McALLEN — A new international partnership aims at better preparing those seeking manufacturing jobs on either side of the border by sharing assets between colleges.
A partnership between South Texas College and Instituto Tecnológico de Reynosa (Technological Institute of Reynosa) was recently finalized aiming at opening a pipeline so that students and teachers can transfer between campuses to learn skills needed on the border region.
“They are a major producer of engineers in Mexico, so anybody who wants to pursue an engineering degree in a bilingual manner would be able to do that,” said Mario Reyna, dean for Business and Technology. “We have a common interest in supporting an industry that is part of the community.”
Talks on how to create this connection started about eight years ago, Reyna said, but the two colleges had to follow strict procedures to legally align their needs and wants.

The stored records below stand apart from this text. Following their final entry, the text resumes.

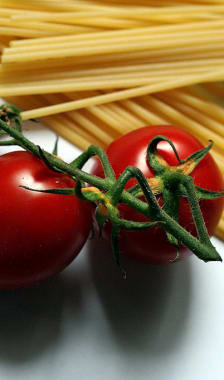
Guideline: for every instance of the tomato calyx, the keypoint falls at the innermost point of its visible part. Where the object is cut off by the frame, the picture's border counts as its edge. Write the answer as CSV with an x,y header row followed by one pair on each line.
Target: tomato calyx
x,y
107,193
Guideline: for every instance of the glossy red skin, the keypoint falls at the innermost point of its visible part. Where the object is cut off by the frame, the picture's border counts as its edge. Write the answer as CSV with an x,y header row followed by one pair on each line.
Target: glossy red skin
x,y
151,246
40,234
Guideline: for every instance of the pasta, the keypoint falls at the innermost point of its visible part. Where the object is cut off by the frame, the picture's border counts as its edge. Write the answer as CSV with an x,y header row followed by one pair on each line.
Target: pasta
x,y
96,69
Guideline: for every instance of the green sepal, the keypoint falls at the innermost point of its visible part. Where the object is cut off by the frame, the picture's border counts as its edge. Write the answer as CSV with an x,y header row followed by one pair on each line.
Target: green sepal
x,y
63,191
129,225
201,193
199,155
92,196
157,166
208,194
79,185
100,219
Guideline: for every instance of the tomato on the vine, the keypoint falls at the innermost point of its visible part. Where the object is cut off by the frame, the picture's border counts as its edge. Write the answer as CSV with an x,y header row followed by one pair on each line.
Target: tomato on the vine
x,y
151,245
40,233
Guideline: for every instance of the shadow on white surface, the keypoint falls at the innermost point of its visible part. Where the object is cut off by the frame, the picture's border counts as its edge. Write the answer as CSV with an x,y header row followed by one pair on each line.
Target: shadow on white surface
x,y
148,311
31,319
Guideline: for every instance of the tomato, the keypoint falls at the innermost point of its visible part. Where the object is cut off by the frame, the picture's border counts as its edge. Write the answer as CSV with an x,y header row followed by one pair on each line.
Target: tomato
x,y
40,234
151,245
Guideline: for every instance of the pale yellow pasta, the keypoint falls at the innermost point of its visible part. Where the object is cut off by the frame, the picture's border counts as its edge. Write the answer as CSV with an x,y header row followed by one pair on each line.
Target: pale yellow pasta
x,y
94,70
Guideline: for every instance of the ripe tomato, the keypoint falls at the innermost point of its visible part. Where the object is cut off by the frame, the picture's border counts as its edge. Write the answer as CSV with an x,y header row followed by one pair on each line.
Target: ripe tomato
x,y
40,234
151,245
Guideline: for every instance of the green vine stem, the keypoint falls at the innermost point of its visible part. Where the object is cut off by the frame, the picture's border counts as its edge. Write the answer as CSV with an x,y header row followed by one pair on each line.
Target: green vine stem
x,y
108,192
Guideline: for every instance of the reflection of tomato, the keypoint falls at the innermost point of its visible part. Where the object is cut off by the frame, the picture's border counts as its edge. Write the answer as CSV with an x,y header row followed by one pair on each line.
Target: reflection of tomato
x,y
151,245
40,234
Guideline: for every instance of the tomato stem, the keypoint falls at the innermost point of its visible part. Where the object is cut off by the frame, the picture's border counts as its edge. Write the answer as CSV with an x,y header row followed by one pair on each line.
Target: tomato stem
x,y
109,192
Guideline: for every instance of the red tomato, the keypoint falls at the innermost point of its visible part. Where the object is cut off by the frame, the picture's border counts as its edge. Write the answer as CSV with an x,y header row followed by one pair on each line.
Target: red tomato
x,y
40,234
151,245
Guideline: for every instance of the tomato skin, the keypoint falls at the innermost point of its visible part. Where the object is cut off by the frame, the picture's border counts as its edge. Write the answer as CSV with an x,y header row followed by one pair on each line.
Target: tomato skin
x,y
40,234
151,246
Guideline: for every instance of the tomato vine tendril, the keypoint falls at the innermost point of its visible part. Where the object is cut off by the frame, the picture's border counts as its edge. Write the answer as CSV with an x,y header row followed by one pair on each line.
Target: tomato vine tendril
x,y
171,181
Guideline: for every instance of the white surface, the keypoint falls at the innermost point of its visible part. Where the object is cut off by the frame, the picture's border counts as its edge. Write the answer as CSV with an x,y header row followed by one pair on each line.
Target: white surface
x,y
162,323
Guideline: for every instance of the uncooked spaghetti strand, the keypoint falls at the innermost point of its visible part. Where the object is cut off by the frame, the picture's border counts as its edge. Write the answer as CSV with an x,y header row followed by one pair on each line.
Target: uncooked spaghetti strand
x,y
163,30
119,47
185,110
203,111
123,94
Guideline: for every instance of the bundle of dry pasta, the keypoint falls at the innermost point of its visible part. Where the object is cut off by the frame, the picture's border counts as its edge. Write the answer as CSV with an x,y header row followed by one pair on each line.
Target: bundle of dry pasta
x,y
96,69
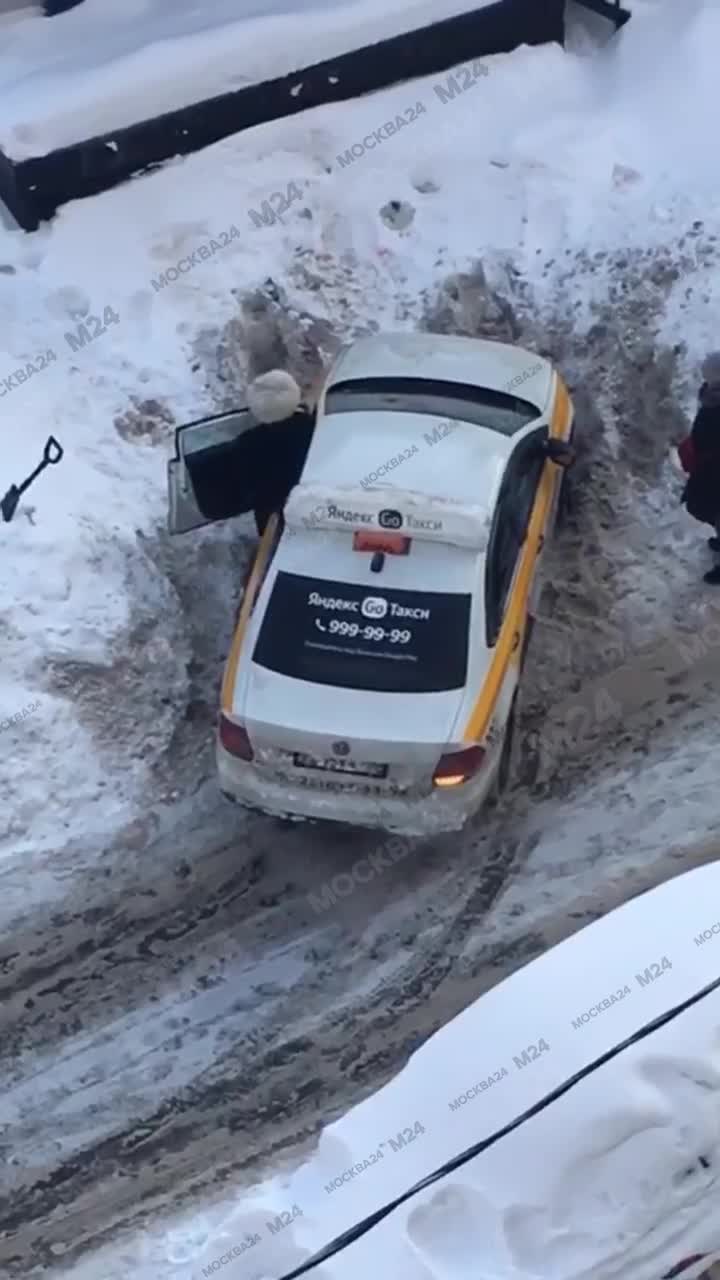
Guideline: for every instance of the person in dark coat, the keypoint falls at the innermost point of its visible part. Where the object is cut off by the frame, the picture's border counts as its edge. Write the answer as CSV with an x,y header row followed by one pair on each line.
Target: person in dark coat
x,y
702,490
258,470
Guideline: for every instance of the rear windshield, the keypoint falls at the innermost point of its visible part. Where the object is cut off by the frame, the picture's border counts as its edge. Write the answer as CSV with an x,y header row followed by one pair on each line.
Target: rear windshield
x,y
497,411
370,638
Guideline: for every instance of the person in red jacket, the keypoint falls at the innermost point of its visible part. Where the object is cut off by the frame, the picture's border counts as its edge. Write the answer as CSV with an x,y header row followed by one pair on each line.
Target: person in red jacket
x,y
700,457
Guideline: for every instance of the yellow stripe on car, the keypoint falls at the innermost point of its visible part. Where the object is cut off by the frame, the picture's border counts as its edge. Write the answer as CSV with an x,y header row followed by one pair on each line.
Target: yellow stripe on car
x,y
511,632
258,572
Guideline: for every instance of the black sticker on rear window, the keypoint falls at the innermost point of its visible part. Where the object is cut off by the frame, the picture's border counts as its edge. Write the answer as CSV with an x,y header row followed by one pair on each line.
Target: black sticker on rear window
x,y
370,638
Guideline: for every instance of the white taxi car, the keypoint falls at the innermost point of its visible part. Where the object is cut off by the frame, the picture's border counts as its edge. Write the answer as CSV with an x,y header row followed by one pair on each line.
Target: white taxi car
x,y
374,666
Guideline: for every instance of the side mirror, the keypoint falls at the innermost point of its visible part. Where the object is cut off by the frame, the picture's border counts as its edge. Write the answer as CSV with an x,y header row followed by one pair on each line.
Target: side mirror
x,y
559,452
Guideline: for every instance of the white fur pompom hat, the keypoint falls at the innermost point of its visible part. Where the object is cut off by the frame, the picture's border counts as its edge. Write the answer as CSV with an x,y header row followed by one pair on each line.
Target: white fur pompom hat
x,y
273,396
711,369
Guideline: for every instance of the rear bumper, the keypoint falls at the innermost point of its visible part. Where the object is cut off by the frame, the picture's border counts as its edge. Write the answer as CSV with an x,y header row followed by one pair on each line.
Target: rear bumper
x,y
425,816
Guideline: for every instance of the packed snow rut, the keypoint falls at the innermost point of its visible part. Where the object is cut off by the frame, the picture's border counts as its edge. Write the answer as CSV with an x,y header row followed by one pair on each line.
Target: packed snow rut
x,y
181,1009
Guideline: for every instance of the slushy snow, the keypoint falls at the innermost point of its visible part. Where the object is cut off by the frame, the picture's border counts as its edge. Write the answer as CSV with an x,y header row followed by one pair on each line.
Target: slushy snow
x,y
550,152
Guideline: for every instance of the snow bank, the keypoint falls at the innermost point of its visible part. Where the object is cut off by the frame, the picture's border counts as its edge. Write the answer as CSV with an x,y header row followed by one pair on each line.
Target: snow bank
x,y
588,1083
83,80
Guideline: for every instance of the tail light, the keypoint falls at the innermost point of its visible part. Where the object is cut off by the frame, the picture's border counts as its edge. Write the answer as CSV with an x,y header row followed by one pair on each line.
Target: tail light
x,y
235,739
456,767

Years ago they realized that the two institutions have a shared goal of catering to the manufacturing industry and tackle it from similar aspects.
But STC has credentials in automation systems that are unique for the region. These are certifications that students and teachers could use in order to fill those needs on the Mexican side of the border, he said, just as the institute offers degrees in engineering that students from the U.S. could benefit from pursuing.

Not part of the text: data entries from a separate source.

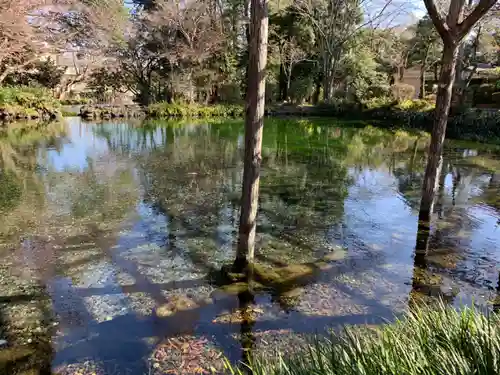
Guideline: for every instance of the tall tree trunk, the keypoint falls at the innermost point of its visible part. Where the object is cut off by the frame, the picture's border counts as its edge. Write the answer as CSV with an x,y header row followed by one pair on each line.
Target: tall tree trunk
x,y
443,103
254,123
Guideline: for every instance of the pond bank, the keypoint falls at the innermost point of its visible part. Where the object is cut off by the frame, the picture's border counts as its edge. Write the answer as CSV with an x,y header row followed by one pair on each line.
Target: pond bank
x,y
473,124
27,103
441,339
116,228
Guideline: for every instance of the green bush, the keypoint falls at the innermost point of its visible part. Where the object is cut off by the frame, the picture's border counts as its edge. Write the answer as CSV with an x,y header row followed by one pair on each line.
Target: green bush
x,y
483,93
230,93
425,341
164,109
496,97
300,90
381,102
27,97
402,91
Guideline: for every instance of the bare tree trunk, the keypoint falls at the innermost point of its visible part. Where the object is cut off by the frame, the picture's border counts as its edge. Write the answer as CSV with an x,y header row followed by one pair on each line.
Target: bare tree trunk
x,y
254,123
4,75
443,103
317,91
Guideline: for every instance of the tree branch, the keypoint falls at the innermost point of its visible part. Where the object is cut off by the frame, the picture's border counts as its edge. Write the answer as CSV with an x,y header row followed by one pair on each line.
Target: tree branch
x,y
479,11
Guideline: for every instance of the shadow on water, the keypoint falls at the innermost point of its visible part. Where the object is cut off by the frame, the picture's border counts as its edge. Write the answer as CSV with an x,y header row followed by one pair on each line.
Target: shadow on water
x,y
130,228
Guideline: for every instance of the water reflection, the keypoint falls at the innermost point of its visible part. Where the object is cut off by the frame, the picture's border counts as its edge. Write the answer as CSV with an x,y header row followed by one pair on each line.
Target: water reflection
x,y
121,231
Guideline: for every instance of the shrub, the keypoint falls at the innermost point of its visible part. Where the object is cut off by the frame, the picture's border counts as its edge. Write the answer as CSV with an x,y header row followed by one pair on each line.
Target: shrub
x,y
27,97
382,102
425,341
415,105
483,93
402,91
75,101
301,89
496,97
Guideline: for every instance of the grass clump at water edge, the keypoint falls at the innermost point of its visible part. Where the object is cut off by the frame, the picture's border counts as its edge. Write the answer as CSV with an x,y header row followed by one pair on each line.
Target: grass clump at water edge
x,y
426,341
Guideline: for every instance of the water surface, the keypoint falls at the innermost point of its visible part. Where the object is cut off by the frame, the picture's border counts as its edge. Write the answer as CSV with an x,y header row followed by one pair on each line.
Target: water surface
x,y
111,234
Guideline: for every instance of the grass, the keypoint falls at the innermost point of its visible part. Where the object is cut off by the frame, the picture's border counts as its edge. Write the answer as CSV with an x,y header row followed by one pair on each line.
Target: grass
x,y
27,97
163,109
27,102
426,341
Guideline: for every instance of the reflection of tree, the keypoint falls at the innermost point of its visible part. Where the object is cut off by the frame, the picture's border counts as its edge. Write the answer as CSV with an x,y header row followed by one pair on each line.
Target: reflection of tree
x,y
22,197
444,242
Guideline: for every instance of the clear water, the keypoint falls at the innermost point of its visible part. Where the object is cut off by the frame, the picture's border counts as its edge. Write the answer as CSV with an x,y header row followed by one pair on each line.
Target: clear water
x,y
111,234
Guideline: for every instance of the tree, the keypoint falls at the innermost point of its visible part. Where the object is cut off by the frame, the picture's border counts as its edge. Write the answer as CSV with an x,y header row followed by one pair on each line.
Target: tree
x,y
24,32
452,31
426,49
254,123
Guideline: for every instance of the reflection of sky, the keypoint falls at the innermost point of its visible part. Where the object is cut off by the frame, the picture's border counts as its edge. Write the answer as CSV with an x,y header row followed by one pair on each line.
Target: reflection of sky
x,y
379,220
376,215
82,144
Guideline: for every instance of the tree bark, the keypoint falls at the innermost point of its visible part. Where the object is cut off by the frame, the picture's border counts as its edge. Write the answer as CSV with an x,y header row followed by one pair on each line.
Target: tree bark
x,y
443,103
254,123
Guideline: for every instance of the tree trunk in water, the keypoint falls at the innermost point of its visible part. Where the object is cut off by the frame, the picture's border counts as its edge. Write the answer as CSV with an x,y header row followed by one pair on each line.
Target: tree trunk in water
x,y
317,91
402,71
4,75
254,122
443,103
421,94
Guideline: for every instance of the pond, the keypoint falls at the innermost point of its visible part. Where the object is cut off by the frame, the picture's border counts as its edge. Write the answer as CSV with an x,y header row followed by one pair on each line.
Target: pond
x,y
111,235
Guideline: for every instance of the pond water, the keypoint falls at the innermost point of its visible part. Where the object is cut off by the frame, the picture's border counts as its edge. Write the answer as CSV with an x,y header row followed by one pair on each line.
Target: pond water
x,y
111,235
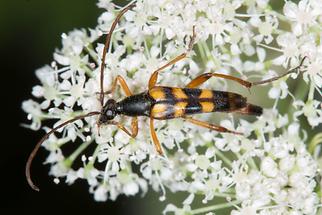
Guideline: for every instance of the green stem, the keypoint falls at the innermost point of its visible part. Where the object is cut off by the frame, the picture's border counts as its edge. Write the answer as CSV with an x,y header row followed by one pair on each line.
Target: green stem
x,y
316,140
215,207
69,161
202,53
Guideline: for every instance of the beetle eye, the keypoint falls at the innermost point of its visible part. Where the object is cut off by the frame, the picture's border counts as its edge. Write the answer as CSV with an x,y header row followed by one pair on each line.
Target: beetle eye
x,y
109,113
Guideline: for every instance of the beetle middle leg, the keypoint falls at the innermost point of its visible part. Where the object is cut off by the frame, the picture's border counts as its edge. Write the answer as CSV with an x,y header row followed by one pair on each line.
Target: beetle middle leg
x,y
154,137
210,126
154,77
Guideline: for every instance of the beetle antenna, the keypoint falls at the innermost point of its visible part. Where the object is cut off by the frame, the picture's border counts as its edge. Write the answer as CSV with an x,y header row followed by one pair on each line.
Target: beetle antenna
x,y
36,148
106,47
294,70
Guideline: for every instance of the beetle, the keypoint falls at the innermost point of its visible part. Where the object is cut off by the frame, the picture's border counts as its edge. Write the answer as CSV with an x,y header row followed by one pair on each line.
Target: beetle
x,y
163,102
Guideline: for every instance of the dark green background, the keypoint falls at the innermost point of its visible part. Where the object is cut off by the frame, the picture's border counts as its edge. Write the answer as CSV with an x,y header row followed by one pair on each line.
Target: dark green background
x,y
30,32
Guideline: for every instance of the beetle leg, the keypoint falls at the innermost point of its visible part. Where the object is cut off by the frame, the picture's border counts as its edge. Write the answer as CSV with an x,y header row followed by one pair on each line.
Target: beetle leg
x,y
134,127
204,77
154,77
155,138
210,126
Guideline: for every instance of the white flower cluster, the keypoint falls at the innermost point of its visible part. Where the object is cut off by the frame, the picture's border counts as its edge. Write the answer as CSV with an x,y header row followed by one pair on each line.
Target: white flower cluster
x,y
268,170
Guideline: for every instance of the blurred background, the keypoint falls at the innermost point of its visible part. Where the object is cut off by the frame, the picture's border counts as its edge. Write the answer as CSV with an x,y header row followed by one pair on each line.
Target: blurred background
x,y
30,32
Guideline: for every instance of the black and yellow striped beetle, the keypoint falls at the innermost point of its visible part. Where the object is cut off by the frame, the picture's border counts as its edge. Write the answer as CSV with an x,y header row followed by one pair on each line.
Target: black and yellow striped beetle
x,y
162,102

“We have unique programs that have unique accreditations,” Reyna said. “We are one of the few institutions in the state of Texas to have those particular credentials.”
Reyna referred to manufacturing credentials such as those required to operate Festo equipment — a world-renowned automation and technology supplier. If the institute wanted to apply for those credentials, faculty would first need to be accredited, he explained.
These and other certifications are offered though STC’s Institute for Advanced Manufacturing.
“The main emphasis is to pursue the Institute of Advanced Manufacturing,” Reyna said. “We can help them in whatever manner they want us to and then we are thinking they can help us, so that we can understand a little bit better what is going on in Reynosa.”
Private companies from across the Valley partner with the college to send their employees to the center in order to get them certified in the latest machinery and promote within the company.
The same model would be utilized to cater to the Instituto Tecnológico, Reyna explained, as they will meet in upcoming weeks to decide which programs or projects they plan to focus on first.
“Once we meet in the next few weeks the idea would be to have all the details and procedures in place to start probably in the fall,” Reyna said, referring to the fall 2018 semester.
Transferring students from Reynosa that seek to follow a for-credit program would face international-student rates, and those who wish to pursue certifications would pay regular continuing-education fees.
“We feel pleased with the agreement that we have been waiting for (for) eight years,” said Instituto Tecnológico Director Mara Grassiel Acosta Gonzalez in a news release. “Thank you for giving this opportunity to our students and instructors.”